In a whirl with island hopping
WITH the Isle of Belnahua behind my two friends and me, and further behind her the majestic cliffs at the south end of Mull, we set off for a spot of island hopping.
If I said we visited more than ten islands, you may think I was exaggerating, but double that to be closer to the mark.
From Jura to Fladda, and from Lunga to Arsa, we zig-zagged between them all on the ultimate wildlife experience.
Within a few hours, and thanks in no small part to the guys from Seafari who filled us in with all manner of interesting historical, nautical and cultural observations, I could have written a book, but let’s concentrate on the island of Scarba and amazing Corryvreckan whirlpool, the largest in Europe and third largest in the world.
Scarba, with a mountainous backbone the shape of a shark’s fin, is set between the whirlpool to its south and the notorious Grey Dog’s tidal race to its north.
Local legend tells of a Scandinavian prince, by the name of Breakan, who fell in love with a princess of these islands.
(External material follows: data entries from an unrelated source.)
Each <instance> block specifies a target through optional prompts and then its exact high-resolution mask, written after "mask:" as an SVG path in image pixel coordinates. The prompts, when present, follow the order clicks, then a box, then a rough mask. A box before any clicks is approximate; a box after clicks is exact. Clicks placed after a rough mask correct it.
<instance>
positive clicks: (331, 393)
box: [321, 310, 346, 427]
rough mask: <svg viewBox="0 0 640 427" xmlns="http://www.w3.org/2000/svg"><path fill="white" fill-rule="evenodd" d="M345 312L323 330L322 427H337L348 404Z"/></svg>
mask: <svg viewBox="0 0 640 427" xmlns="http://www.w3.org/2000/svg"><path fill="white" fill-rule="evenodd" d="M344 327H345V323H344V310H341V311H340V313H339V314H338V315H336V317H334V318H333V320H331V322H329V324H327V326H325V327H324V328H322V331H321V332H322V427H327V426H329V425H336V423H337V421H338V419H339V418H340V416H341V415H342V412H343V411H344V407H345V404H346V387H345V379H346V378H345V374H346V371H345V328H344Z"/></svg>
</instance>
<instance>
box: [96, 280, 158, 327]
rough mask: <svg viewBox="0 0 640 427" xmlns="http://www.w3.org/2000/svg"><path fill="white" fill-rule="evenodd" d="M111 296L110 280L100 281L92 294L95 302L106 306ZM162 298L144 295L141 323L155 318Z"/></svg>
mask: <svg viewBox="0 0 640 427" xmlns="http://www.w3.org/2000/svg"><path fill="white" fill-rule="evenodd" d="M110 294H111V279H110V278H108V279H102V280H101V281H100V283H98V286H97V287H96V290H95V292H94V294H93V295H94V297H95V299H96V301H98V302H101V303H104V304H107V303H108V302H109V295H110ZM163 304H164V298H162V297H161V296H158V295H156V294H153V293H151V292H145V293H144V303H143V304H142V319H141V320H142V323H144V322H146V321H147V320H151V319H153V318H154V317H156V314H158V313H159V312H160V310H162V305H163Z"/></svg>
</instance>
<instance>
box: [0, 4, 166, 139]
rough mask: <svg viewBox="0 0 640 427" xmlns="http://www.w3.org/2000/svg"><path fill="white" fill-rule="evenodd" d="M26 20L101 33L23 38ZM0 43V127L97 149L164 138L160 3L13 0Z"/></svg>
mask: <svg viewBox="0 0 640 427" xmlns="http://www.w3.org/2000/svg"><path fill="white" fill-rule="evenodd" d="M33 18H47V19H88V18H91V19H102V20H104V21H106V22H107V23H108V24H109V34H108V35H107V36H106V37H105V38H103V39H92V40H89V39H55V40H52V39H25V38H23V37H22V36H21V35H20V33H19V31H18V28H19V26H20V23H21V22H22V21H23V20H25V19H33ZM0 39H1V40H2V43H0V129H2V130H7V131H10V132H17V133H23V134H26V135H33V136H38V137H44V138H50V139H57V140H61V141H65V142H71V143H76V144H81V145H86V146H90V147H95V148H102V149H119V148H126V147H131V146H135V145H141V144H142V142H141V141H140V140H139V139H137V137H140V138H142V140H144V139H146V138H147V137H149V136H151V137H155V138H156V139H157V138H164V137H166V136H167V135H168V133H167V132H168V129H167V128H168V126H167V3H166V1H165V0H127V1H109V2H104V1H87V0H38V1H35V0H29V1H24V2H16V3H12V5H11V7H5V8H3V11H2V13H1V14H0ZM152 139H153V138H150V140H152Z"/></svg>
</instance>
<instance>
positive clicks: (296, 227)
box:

Her father consented to the marriage on condition that Breakan showed his skill and courage by anchoring his boat for three days and three nights in Corryvreckan.
Breakan accepted the challenge and returned to Norway where he had three ropes made. One of hemp, one of wool and one of virgins’ hair, the latter believed to provide the strongest rope.
On the first day of the challenge the hemp rope parted, but they survived the night. On the second day the woollen rope parted but they survived again. On the last day they set the rope of hair, but a fierce gale broke the rope.
The boat was sucked under by the currents and a surviving crewman dragged the body of Breakan ashore – he was buried in a cave.
When the crewman finally made it home again and told of Breakan’s fate, one of the young Norwegian ladies was consumed with guilt, as she had not been honest – and it had been her hair which had weakened the rope!
While his crewmen were returning to Norway, Breakan’s loyal dog had managed to swim to land and ranged across Jura in search of his master, his huge paws throwing up the mountains as he went.
After leaping the whirlpool he created the hills on Scarba in the same fashion, before launching himself into the sea between Scarba and Lunga where he drowned.
Fortunately we skittered across with ease and were able to take close-up shots of Scarba’s red deer, obviously accustomed to Tango-coloured craft.
No one lives on Scarba these days, but in the past it was said to contain a very healthy and selfcontained population, one islander is reputed to have lived 140 years.
St Columba’s monks used it, and St Brendan of transatlantic crossing fame visited here.
Once through the ‘Dog’s’, I confess to a certain trepidation, as I had never traversed the Gulf of Corryvreckan.
When water flowing through the Gulf of Corryvreckan, especially on a spring tide, falls into a 219 metre hole before meeting a ‘Pinnacle’ of rock 30 metres from the surface, it is forced upwards, producing in some rare cases one large whirlpool, although more frequently it will produce many small ones and standing waves which can reach up to 15 feet in height. We were able to watch them forming as hundreds of seabirds including guillemots, razorbills, kittiwakes, gannets and puffins, took advantage of a naturally induced seafood-soup arising from the deep.
Wherever that kind of activity takes place, you are guaranteed cetaceans, and within five minutes we had sight of four porpoise.
Formerly classified by the Admiralty as unnavigable, these treacherous waters are nevertheless still sailed and swum by a few hardy adventurers. Writer George Orwell and his son were briefly shipwrecked south of the whirlpool when boating the gulf, and Orwell’s one-legged brother-in-law Bill Dunn was the first person to swim the gulf.
There was no chance of us attempting the feat!